I glued a small section of angle styrene, set back a bit and with the middle cut out, to the inside/top. 
Then I just C/A'd the metal picture hanger. Very easy.

HAL builds into a nice display!


----------



## alpink (Aug 22, 2010)

Daisy - Daisy, give me your a n s w e r .........


----------



## Milton Fox Racing (May 27, 2014)

alpink said:


> Daisy - Daisy, give me your a n s w e r .........


----------



## mach7 (Mar 25, 2002)

HAL's short singing career:


----------



## mach7 (Mar 25, 2002)

Rainfollower said:


> A question about the decals. Is the "Reset" decal accurate, or is it similar to the FASTWAY decal for the TWA Marsliner where you can cut it up to make TWA?
> 
> I ask because I see that decal #3 says NIKKO instead of NIKKOR. Looks like the R from Reset would fit in that gap.


You might be on to something. I assumed that the lens said NIKKO because thats what Moebius printed on the decal. But your post got me to start looking, everything I see shows NIKKOR. I just went and looked, the R could be used I think.


----------



## mach7 (Mar 25, 2002)

Hows this:










The "R" fits perfectly.


----------



## sliuman (Mar 23, 2004)

Could it have been a trademark/copyright issue perhaps? And the reset decal was a sneaky way around it? I could be wrong!


----------



## MartyS (Mar 11, 2014)

sliuman said:


> Could it have been a trademark/copyright issue perhaps? And the reset decal was a sneaky way around it? I could be wrong!
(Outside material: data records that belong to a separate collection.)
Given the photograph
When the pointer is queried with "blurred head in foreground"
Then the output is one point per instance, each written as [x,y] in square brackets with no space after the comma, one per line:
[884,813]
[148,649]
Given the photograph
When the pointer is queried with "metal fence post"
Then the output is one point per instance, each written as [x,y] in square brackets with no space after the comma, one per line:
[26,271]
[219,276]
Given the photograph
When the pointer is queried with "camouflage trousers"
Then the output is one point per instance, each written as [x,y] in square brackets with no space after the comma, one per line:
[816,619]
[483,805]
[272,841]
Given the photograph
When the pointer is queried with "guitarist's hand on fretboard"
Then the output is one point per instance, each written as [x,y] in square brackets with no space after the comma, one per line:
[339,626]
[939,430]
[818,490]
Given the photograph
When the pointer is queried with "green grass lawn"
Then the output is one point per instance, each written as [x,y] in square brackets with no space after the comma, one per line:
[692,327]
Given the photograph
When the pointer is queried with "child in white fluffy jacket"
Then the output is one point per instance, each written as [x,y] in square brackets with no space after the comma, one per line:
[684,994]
Just looked up the trademarks listed as belonging to Nikon and Nikkor is on the list. So they would have had to get permission and possibly pay a royalty to print that word on the decal. Nippon and Kogaku are not listed anywhere I could find (in relation to lenses that is, there are companies with nippon as a trademark but have nothing to do with lenses).

Just got my HAL kit, not sure when I'll get around to building it.


----------



## sliuman (Mar 23, 2004)

I have the Master Replicas HAL coming sometime soon(?) Will be interesting to compare the two. (On a side note, if I had known this was coming I could have saved a bundle! Oh well...)


----------



## mach7 (Mar 25, 2002)

Please post some photo's here of your MR!

The only MR piece I have is the TOS Klingon disruptor and it's outstanding.


----------



## sliuman (Mar 23, 2004)

Will do when I get it!


----------



## SteveR (Aug 7, 2005)

"Nippon" (said as "nee-hone") refers to Japan, so it's not a trademark.

_"Founded on July 25, 1917 as *Nippon* Kōgaku Kōgyō Kabushikigaisha (日本光学工業株式会社 "*Japan* Optical Industries Co., Ltd.") ..."_

It's hard to say if the anglicized old full company name is trademarked... but "Nikkor" is trademarked. https://en.wikipedia.org/wiki/Nikon


----------



## SteveR (Aug 7, 2005)

It was a good idea for Moebius to include the inner lens. I had to paint the inner part of my Lunar Models HAL lens glossy just to get some extra specular reflections inside there.

BTW, the inner lens should not be frosted: it should stay clear and sharp. Maybe dipped in Future.


----------



## mach7 (Mar 25, 2002)

I left the both lenses clear. Future would be a good idea.

Keeping the lenses clean was an issue while building HAL.


----------



## Ensign Eddie (Nov 25, 1998)

hpiguy's Model Workshop just did a build up video for 'ol HAL.








I imagine that hpiguy may give some modelers the vapors (I don't think I've ever seen him fill a seam), but I enjoy his videos immensely. Plus, he's probably built more models in the past three months than I have in the last 10 years.


----------



## mach7 (Mar 25, 2002)

I started to watch his video, but its over 20 min long!

Luckily HAL has no seams!


----------



## mach7 (Mar 25, 2002)

I just picked up a HAL 9000 hallmark ornament on ebay.

Now to see if I can easily add the electronics to my existing HAL.

I might have to build another.


----------



## mach7 (Mar 25, 2002)

This just might work. 










Now, do I use the red light from the ornament and use just one switch. 
Or do I add the electronics/speaker with a 2nd switch.

I think the 2 switches, that way I can have the eye lit when HAL is not speaking.


----------



## Milton Fox Racing (May 27, 2014)

HAL never sleeps....


----------



## mach7 (Mar 25, 2002)

My 2nd HAL just showed up from Cult, I plan on using the Hallmark audio board in him.


----------



## noddaz (Aug 6, 1999)

This was looking great! How did the sound board turn out? And a creepy thing to add would be a motion sensor to have it turn itself on for guests.


----------



## mach7 (Mar 25, 2002)

No new progress. Other projects got in the way. I'll get back to it soon I hope.


----------